Du fait de la crise COVID, beaucoup de personnes se sont appauvries. Dans le même temps, les plus grosses fortunes ont en moyenne vu leurs économies et leur patrimoine encore augmenter. Celles et ceux qui ont spéculé dans les secteurs financiers à croissance rapide comme le pharma ou les technologies ont vu leurs patrimoines exploser.
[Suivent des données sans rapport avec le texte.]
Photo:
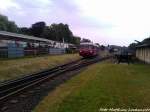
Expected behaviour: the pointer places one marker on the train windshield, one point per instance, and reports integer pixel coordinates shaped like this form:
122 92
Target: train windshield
86 47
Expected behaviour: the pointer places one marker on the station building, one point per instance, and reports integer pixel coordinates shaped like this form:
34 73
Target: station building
18 45
143 52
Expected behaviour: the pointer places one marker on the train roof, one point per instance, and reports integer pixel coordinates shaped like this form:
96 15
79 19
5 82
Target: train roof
88 43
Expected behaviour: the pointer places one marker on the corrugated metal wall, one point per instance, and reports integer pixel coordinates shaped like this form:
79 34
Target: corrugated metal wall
15 50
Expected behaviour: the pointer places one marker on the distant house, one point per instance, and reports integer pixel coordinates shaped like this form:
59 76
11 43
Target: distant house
143 52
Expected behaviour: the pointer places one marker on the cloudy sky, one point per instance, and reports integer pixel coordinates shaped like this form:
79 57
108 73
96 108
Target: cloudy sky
117 22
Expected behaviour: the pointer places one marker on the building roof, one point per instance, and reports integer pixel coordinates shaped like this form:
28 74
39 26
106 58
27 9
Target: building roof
15 36
143 45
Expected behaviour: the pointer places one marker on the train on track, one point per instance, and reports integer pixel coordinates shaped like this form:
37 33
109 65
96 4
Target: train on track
88 49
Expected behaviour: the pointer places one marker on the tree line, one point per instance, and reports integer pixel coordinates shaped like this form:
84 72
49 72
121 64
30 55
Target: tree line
57 32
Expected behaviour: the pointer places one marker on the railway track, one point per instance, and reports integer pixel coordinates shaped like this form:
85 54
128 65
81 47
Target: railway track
12 87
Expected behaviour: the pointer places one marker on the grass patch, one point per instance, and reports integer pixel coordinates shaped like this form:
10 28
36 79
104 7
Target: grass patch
13 68
102 85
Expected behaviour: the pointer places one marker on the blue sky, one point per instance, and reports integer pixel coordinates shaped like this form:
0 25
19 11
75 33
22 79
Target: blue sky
117 22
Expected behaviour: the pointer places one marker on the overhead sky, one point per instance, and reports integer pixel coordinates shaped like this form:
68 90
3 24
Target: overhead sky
118 22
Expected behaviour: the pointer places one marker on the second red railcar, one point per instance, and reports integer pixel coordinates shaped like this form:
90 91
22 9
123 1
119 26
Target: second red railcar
88 50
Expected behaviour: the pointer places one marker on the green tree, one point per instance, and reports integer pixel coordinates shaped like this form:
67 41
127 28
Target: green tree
6 25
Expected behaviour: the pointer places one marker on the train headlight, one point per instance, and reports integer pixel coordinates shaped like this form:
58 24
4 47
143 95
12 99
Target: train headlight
91 51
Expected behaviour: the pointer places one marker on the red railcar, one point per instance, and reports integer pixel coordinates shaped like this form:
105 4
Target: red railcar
88 50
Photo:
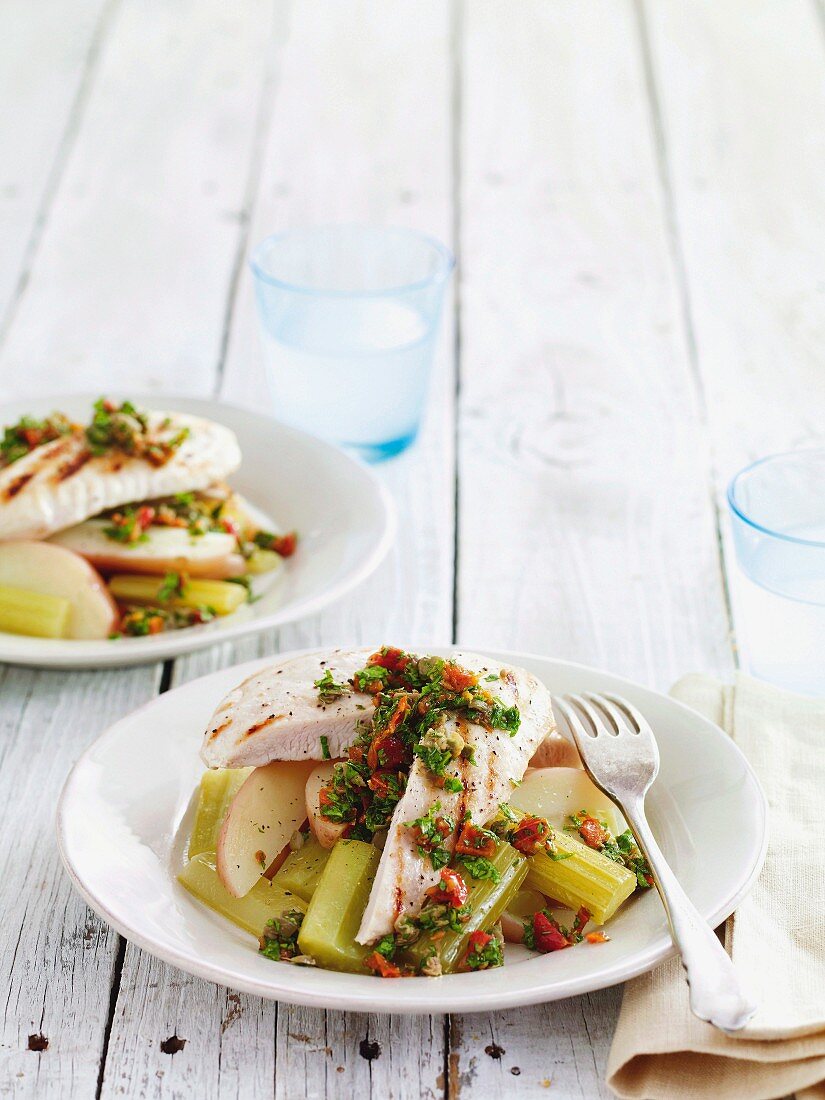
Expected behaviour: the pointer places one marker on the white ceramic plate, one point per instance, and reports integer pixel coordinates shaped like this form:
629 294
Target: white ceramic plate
344 517
120 835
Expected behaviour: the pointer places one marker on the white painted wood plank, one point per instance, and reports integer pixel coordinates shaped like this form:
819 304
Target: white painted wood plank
743 101
403 120
57 960
586 527
132 273
47 54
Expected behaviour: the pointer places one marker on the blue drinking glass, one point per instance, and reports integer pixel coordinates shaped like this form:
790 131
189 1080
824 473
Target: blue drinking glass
778 520
349 319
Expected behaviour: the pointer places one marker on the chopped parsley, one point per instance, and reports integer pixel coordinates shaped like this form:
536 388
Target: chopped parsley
29 432
328 690
279 939
431 831
127 429
485 950
480 867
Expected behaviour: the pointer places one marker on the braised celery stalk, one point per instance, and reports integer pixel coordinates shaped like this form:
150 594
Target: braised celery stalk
486 901
221 596
217 790
301 870
251 912
263 561
579 876
333 915
33 613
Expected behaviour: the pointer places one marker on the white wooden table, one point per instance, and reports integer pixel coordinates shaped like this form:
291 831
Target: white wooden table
635 196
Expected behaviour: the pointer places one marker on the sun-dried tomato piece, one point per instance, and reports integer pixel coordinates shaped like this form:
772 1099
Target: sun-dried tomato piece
285 545
530 834
593 833
383 967
475 842
547 934
392 659
450 889
457 679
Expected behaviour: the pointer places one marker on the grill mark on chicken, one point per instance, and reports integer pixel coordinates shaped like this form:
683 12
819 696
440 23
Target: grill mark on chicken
219 729
70 468
15 486
261 725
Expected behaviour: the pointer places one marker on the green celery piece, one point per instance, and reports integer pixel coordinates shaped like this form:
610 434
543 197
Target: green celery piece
487 900
216 793
301 870
333 914
582 877
251 913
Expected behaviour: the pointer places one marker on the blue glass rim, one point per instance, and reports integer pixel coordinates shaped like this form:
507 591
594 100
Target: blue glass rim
752 523
448 262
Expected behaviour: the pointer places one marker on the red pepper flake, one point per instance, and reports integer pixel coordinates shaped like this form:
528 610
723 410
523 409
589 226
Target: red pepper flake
386 751
389 658
450 889
593 833
457 679
474 842
547 934
381 966
530 834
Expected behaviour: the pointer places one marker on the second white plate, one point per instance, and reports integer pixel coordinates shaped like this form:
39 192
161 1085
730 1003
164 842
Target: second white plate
343 515
120 836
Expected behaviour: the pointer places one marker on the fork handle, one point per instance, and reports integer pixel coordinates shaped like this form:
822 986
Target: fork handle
716 994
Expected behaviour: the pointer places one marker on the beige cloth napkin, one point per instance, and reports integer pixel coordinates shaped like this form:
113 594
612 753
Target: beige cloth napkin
777 936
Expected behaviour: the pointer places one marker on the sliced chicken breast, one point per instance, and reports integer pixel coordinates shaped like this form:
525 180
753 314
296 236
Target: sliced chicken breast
59 484
404 876
501 760
276 714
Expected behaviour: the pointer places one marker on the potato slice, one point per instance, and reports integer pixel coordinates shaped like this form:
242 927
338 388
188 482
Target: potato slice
553 793
53 571
264 814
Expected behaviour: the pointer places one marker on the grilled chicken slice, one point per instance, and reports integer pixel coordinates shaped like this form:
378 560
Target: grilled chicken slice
59 484
276 714
404 875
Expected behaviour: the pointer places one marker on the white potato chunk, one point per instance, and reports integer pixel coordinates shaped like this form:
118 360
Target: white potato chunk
553 793
52 571
265 813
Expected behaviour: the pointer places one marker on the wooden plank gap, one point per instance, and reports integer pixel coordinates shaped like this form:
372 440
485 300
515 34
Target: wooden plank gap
680 273
457 46
58 166
671 219
113 992
263 120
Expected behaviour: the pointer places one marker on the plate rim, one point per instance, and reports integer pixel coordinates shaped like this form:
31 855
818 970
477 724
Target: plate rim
659 950
65 653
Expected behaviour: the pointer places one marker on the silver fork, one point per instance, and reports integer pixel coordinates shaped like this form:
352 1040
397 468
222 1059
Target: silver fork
619 752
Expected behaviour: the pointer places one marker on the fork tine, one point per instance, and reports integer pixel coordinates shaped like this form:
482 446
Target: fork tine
619 724
591 713
615 713
630 712
576 727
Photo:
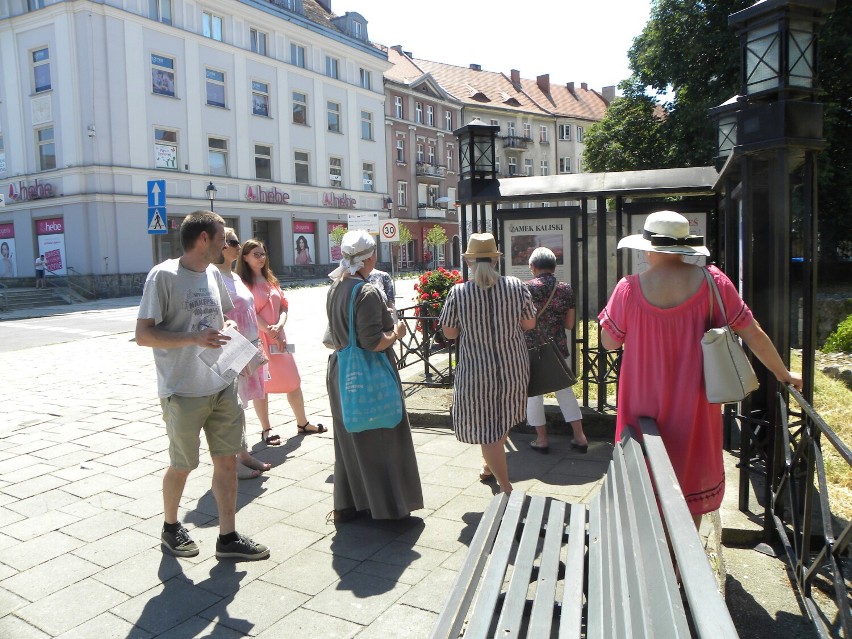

Le 5 janvier 2021, le Réseau pour la Justice Fiscale (RJF) et le Financieel Actie Netwerk (FAN) ont sabré le champagne devant le square des milliardaires à Bruxelles pour célébrer en toute ironie l’injustice fiscale et surtout pour dire stop à la croissance des inégalités. En effet, dès le 5 janvier, les détenteurs des plus grosses fortunes s’étaient acquittés de leur contribution fiscale, proportionnellement à tous les autres contribuables qui ne s’en seront acquittés qu’au bout de six mois de travail.

Pour lutter contre les inégalités économiques, chacun devrait contribuer à l’effort en fonction de la hauteur de son patrimoine et de ses revenus. C’est le sens d’un impôt sur les patrimoines supérieurs à un million d’euros (hors habitation personnelle), réclamé par les organisateurs de l’action #taxjusticenow.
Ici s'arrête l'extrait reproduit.